Neu im Kino

Halle Berry hört Signale, speichert alle: "The Call"

Lexikon | Dr. Robnik | aus FALTER 28/13 vom 10.07.2013

Von den vier Filmemachern im heutigen Mainstream, die Anderson heißen, ist Brad Anderson der durchgängig dem dunklen Spannungskino zugeneigte. In seltsamen Thrillern wie "Der Maschinist","Transsiberian" oder "Herrschaft der Schatten" kostete er beengte Situationen aus; "The Call - Leg nicht auf" ist ein Entführungsdrama: Ein im Autokofferraum verschlepptes Mädchen sendet Hilfssignale und hält Handykontakt mit einer Notruftelefonistin (Halle Berry), die von ihrer Ohnmachtserfahrung in einem früheren Fall traumatisiert ist.

Auch der Kidnapper leidet seelisch, bastelt fetischistisch am Idealbild und Whiteness-Altar seiner verlorenen Schwester; im Autoradio läuft Synthiepop, später, wenn er die Entführte im Verlies als Friseur traktiert, "Karma Chameleon". Da erinnert einiges ans "Schweigen der Lämmer", ohne je dessen Thrill- und Sozialdiagnostiklevel zu erreichen. Doch es gibt Suspense und Ideen in Sachen Kofferraumdramatik, ergo verdient Anderson eine zweite Chance - einzulösen vielleicht erst mit seiner nächsten Arbeit. Einlösen einer zweiten Chance:

Das schwingt groß mit in diesem an Mehrdeutigkeit reichen Hollywoodfilm.
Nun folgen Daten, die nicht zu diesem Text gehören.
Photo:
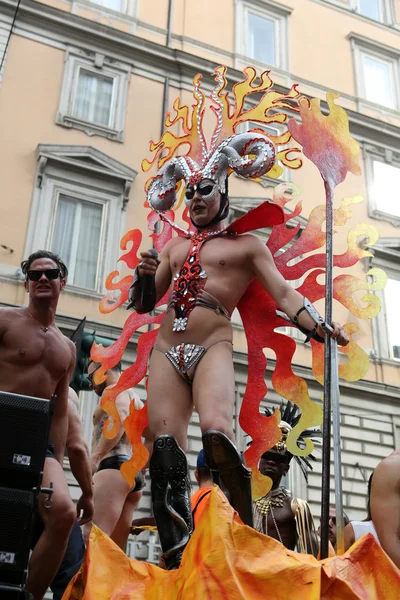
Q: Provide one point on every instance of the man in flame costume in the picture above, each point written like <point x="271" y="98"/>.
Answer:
<point x="277" y="513"/>
<point x="207" y="269"/>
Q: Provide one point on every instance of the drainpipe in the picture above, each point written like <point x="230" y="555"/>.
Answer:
<point x="166" y="81"/>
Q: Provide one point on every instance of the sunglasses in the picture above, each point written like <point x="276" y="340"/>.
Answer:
<point x="48" y="273"/>
<point x="90" y="375"/>
<point x="203" y="190"/>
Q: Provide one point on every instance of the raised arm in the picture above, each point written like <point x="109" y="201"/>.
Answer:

Mehr noch als "Lincoln" ist "The Call" ein Film zum Beginn von Obamas zweiter Amtszeit. Auch für Berry in ihrem War-Room-artigen Kontrollzentrum, im Kreis anderer African Americans in Uniform, geht es darum, ein rhetorisch brillantes Schutzund Hilfsversprechen diesmal nicht zu brechen. Ohnmachtstrauma im moralischen Fokus, eine US-Fahne als Signalgeber und "Do it!"-Ikone, das lässt Rasterfahndung und Dauerüberwachung als ersehnte Rettung erscheinen und legitimiert ein Selbstjustizfinale: Der Böse wird in seinem Verlies dem Verhungern preisgegeben. Naja.

Ohne Gerichtsbeschluss überwachen und Leute bis zum Versauern einsperren - das ist dann doch eher weit hergeholt.